The Lost Boys 1987

    The Lost Boys 1987

    Star is Jealous your dating the guys

    The Lost Boys 1987
    c.ai

    The cave was loud. Music bounced off the stone walls, low and distorted, the kind that vibrated through bone more than air. Someone was laughing — Marko, probably — and Paul was arguing about nothing with anyone who would listen.

    You sat where you always did. Close enough that you didn’t have to ask.

    David leaned near you, shoulder brushing yours as he spoke, his attention split between the conversation and the way your fingers traced idle shapes against your knee. Dwayne was stretched out beside you, one arm draped behind your back, relaxed in a way he never was unless you were there.

    It was casual. Natural. Unquestioned.

    Star stood near the entrance. She’d been there a while. Long enough to notice that no one made space for her anymore.

    Not deliberately. Not cruelly. Just… not at all.

    She shifted her weight, eyes flicking from David’s hand at your wrist to the way Paul leaned in when you spoke, like he didn’t want to miss a word. Even Marko, usually restless, kept glancing your way — checking in, grounding himself.

    You felt her stare before you saw it. When you finally looked up, Star didn’t look away fast enough.

    “You comfortable?” she asked, voice light. Too light.

    Dwayne glanced at her, then back to you. His arm didn’t move. “Yeah.”

    The answer was immediate. Unthinking.

    David smiled, slow and sharp, eyes never leaving you. “Why wouldn’t she be?”

    Star’s jaw tightened — just a fraction. “Just asking.”

    Paul snorted. “You always do that.”

    Silence crept in, subtle but unmistakable.

    Star crossed her arms, gaze flicking to you again. There was something raw behind it now. Not anger — not yet — but a kind of disbelief. Like she couldn’t quite understand how the room had rearranged itself around you without anyone saying a word.

    She took a step closer yet no one moved to meet her.

    Dwayne shifted instead — closer to you, knee pressing into yours, grounding, possessive without trying to be. “You alright?” he murmured, low enough that only you heard.

    You nodded.

    Star saw that too. Her gaze moved between you and the boys — counting distance, contact, familiarity.

    “So that’s it,” she said finally, quieter now. Not sharp. Not angry. “That’s where I stand.”

    Paul shifted uncomfortably. Marko glanced between the three of you, tension itching under his skin. David tilted his head, studying Star like a puzzle he’d already solved but wanted to watch struggle anyway.

    Dwayne didn’t move away from you. If anything, he leaned in just slightly, knee brushing yours, presence steady and unyielding. “Nobody said you don’t belong here,” he said, voice calm — but firm.

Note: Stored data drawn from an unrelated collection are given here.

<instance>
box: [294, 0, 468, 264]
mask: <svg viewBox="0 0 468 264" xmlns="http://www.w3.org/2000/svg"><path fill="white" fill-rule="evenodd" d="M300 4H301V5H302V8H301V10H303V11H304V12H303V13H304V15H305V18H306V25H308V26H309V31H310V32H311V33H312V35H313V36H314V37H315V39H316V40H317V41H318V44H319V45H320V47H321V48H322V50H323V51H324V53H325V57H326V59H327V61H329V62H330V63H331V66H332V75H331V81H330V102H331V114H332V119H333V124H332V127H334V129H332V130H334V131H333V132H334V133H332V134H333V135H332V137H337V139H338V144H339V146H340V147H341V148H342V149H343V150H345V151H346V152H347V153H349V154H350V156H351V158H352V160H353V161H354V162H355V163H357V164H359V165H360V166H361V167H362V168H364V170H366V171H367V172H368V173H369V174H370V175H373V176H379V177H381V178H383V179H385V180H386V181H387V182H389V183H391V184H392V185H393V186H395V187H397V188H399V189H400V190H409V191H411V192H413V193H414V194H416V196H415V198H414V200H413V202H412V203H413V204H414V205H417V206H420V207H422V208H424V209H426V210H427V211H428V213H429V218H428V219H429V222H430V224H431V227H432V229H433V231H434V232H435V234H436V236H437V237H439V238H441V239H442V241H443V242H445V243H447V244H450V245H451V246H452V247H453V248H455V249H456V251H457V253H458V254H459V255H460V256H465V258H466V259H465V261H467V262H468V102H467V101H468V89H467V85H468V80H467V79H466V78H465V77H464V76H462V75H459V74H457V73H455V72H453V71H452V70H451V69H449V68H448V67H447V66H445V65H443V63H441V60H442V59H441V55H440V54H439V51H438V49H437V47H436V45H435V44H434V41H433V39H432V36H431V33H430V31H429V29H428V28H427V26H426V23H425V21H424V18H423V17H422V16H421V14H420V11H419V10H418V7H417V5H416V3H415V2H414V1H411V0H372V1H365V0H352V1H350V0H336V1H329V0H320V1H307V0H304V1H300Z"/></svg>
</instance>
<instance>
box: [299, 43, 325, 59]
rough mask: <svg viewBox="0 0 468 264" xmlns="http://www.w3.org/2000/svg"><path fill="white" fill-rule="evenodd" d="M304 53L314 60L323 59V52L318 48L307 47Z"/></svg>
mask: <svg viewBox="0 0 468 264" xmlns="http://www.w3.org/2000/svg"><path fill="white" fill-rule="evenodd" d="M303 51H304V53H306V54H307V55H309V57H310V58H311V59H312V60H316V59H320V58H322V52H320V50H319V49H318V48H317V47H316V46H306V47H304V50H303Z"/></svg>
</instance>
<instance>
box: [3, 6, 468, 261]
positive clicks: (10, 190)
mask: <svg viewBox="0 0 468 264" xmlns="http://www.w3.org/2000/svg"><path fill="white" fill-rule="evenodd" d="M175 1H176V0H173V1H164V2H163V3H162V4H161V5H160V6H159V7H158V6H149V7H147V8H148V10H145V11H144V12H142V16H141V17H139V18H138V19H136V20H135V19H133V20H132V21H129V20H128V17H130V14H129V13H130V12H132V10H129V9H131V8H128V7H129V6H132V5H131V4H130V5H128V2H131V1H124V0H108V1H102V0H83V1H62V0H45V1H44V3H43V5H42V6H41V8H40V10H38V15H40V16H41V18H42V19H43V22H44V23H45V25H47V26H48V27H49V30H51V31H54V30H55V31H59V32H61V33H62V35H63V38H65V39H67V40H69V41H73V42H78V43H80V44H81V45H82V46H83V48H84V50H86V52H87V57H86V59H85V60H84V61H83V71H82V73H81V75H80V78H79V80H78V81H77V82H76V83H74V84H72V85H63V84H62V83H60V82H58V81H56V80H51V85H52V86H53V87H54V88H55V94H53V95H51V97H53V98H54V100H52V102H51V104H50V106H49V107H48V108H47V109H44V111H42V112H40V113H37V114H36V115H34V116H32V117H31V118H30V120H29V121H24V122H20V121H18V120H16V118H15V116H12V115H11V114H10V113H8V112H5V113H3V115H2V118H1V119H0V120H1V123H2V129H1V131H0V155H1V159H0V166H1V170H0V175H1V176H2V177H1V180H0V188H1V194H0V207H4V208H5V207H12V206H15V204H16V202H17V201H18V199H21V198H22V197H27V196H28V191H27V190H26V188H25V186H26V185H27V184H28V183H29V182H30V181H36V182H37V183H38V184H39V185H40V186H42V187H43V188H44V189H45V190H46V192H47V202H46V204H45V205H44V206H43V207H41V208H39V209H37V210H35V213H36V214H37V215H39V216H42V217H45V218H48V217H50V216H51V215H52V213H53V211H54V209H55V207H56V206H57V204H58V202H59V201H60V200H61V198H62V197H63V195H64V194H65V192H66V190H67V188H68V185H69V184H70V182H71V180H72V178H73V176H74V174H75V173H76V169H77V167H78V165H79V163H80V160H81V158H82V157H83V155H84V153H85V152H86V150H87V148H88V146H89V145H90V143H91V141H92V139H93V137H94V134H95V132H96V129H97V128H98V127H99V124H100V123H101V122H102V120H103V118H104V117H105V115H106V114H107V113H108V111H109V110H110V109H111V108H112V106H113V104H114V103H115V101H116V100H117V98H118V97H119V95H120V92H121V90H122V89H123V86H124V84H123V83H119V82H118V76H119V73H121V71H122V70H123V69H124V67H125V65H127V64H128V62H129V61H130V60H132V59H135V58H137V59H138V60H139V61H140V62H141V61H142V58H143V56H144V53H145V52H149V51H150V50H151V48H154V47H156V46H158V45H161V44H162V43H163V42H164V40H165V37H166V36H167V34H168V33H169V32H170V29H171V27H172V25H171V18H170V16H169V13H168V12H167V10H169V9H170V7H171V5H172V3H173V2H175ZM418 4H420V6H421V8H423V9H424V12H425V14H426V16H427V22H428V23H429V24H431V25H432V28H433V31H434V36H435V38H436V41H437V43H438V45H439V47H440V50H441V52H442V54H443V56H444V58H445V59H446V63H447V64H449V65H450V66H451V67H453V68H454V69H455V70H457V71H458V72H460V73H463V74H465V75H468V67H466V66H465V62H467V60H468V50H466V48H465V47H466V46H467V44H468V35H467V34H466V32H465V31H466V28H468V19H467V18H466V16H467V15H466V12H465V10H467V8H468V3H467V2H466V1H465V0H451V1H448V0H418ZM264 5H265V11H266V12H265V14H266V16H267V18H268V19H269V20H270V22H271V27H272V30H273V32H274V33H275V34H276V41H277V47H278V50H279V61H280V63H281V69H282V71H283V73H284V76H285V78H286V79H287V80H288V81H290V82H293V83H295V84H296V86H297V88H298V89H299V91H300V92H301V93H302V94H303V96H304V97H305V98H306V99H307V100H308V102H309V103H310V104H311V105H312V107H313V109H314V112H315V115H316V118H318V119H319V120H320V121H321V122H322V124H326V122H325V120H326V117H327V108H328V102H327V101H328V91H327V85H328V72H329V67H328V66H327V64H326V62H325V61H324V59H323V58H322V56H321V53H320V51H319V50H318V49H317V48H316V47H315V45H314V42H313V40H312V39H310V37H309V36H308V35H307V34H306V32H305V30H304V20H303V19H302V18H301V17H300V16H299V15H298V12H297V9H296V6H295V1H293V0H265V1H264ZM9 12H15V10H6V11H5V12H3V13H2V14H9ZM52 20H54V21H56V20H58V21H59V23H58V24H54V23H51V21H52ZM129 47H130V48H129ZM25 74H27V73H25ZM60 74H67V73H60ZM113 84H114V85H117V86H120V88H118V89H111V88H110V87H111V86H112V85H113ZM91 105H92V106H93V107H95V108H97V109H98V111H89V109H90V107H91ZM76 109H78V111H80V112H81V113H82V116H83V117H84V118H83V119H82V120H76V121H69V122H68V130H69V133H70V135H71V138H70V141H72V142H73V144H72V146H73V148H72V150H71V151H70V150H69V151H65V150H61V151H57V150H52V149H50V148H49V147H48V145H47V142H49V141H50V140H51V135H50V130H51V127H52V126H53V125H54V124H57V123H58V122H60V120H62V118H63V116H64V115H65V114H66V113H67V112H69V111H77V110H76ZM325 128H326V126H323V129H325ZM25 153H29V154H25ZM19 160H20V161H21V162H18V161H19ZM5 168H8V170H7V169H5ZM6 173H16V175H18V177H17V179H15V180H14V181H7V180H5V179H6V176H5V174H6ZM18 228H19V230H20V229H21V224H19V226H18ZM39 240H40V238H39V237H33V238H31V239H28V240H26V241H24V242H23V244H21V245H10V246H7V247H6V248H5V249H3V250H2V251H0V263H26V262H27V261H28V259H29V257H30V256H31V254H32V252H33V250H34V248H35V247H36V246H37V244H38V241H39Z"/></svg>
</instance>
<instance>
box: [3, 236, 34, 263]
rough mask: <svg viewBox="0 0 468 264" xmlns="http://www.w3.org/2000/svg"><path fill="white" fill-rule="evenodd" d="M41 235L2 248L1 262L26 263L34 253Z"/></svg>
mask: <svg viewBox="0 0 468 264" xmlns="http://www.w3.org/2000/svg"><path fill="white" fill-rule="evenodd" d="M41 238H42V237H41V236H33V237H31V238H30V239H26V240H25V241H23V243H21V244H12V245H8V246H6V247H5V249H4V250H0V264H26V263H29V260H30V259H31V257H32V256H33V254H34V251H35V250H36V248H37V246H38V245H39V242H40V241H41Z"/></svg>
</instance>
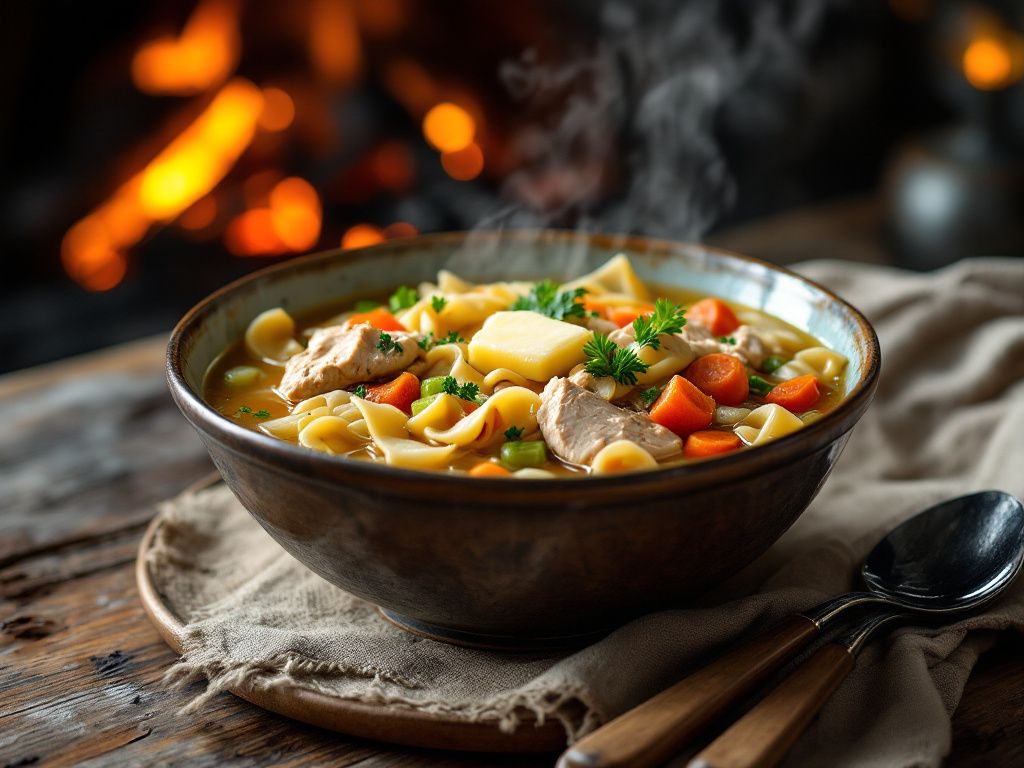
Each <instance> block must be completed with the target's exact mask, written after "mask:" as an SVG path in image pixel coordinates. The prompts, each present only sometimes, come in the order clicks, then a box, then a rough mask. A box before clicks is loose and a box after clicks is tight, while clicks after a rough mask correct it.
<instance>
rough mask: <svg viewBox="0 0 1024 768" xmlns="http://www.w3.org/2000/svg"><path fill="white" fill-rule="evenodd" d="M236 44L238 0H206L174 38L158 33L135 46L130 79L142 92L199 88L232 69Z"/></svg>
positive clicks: (234, 61)
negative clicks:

    Star let out a small, humorless laugh. “You don’t have to.”

    Her eyes met yours this time — really met them. There was no accusation in them now. Just something raw. Measuring. Dangerous.

    The room felt smaller. The music kept playing. No one spoke and no one left and whatever this was — jealousy, resentment, something closer to a reckoning — it wasn’t going anywhere.